|Jmol-3D images||Image 1|
|Molar mass||576.72 g/mol|
|Appearance||Oleandrin forms colourless, odourless, acicular crystals that are very bitter|
250.0 °C, 523 K, 482 °F
| (what is: / ?)
Except where noted otherwise, data are given for materials in their standard state (at 25 °C, 100 kPa)
Oleandrin is a toxic cardiac glycoside found in oleander (Nerium oleander L.). Along with neandrin it is primarily responsible for the toxicity of the sap of oleander. Oleandrin has been used for many years in China and Russia for its properties as a cardiac glycoside, for both suicidal and therapeutic purposes as in treatment of cardiac insufficiency.
Structure and reactivity
The structure of oleandrin contains a central steroid nucleus with an unsaturated lactone ring structure on C17 and a dideoxy arabinose group on C3. In addition, the steroid ring has a substitute of an acetyloxy group on C16. Oleandrin resembles very much other glycosides like ouabain and digoxin but has less effect than digoxin. It is however, just like its derivate oleandrigenin, a more potent glycoside than ouabain.
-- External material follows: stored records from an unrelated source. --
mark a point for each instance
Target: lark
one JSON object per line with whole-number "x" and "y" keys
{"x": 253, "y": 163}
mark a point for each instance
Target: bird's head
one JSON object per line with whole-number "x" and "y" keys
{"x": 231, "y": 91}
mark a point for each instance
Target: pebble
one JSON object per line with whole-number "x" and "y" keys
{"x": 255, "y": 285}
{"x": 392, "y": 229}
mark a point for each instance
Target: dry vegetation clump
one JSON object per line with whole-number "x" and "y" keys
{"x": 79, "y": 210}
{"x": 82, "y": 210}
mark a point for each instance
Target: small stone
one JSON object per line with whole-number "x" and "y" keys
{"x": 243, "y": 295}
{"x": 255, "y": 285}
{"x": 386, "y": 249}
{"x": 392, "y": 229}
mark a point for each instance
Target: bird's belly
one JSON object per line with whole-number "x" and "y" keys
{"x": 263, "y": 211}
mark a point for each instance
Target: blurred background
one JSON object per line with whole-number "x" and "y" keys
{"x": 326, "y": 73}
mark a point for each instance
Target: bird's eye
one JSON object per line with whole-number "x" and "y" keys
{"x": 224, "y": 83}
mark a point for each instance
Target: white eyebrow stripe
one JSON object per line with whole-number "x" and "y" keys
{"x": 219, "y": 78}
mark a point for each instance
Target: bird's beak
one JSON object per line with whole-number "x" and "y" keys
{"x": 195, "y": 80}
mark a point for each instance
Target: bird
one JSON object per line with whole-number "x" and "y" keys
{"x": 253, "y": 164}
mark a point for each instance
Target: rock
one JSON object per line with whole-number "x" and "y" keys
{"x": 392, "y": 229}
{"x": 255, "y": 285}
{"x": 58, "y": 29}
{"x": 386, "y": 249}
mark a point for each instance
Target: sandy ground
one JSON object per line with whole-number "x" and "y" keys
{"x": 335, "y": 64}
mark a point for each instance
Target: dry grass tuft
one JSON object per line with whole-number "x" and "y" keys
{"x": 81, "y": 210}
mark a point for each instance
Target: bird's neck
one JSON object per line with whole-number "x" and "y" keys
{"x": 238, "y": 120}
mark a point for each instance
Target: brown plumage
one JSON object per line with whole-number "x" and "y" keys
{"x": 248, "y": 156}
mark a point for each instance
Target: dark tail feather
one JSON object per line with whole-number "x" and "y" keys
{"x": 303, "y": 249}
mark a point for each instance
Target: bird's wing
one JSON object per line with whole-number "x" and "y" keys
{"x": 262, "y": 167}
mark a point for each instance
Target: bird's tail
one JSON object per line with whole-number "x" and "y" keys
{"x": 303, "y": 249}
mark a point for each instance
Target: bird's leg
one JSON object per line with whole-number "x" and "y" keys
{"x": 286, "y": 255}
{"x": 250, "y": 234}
Oleandrin and its derivate oleandrigenin are formed in the N. oleander plant. The oleandrin itself can be won out of the leaves and other parts of the plant but can also be produced in the lab by using cell cultures. Here, the oleandrin synthesis (along with other metabolites) can be stimulated in untransformed plant cell cultures with supplementation of phytohormone. However, this is not enough to produce large quantities because of early cell death. Transgenic cultures of Agrobacteria are able to synthesize great quantities of oleandrin and other metabolites of the oleander plants, fit for pharmaceutical purposes.
Oleandrin is, apart from its pure form, also closely related to structural similar glycosides, which all have more or less the same characteristics as oleandrin:
- Oleandrigenin is a deglycosylated metabolite of oleandrin. It has however a more mild effect.
Mechanism of action
Because of its properties as a cardiac glycoside, oleandrin interferes in some essential processes within the cell, the most important of these being the inhibition of the Na-K ATPase. This protein enables the cell to exchange the cations Na+ and K+ between the intercellular and extracellular spaces by which, for instance, electronic signaling is made possible in nerve cells. Oleandrin binds to specific amino acids in the protein, causing it to lose its function. After depolarization of the cell in which Na+ flows into the cell, the Na+ cannot be transported back into the extracellular membrane, causing the sodium gradient to disappear. This gradient is the driving force for other transport proteins, such as the sodium-calcium exchanger, which plays an important role in cardiomyocytes.
To make muscle contraction possible, a calcium influx from the extracellular fluid into the cell is crucial. After the muscle contraction, the calcium is normally pumped out of the cell and exchanged for sodium. When the sodium gradient is depleted, calcium cannot be pumped back and, as a consequence, accumulates in the cardiomyocyte.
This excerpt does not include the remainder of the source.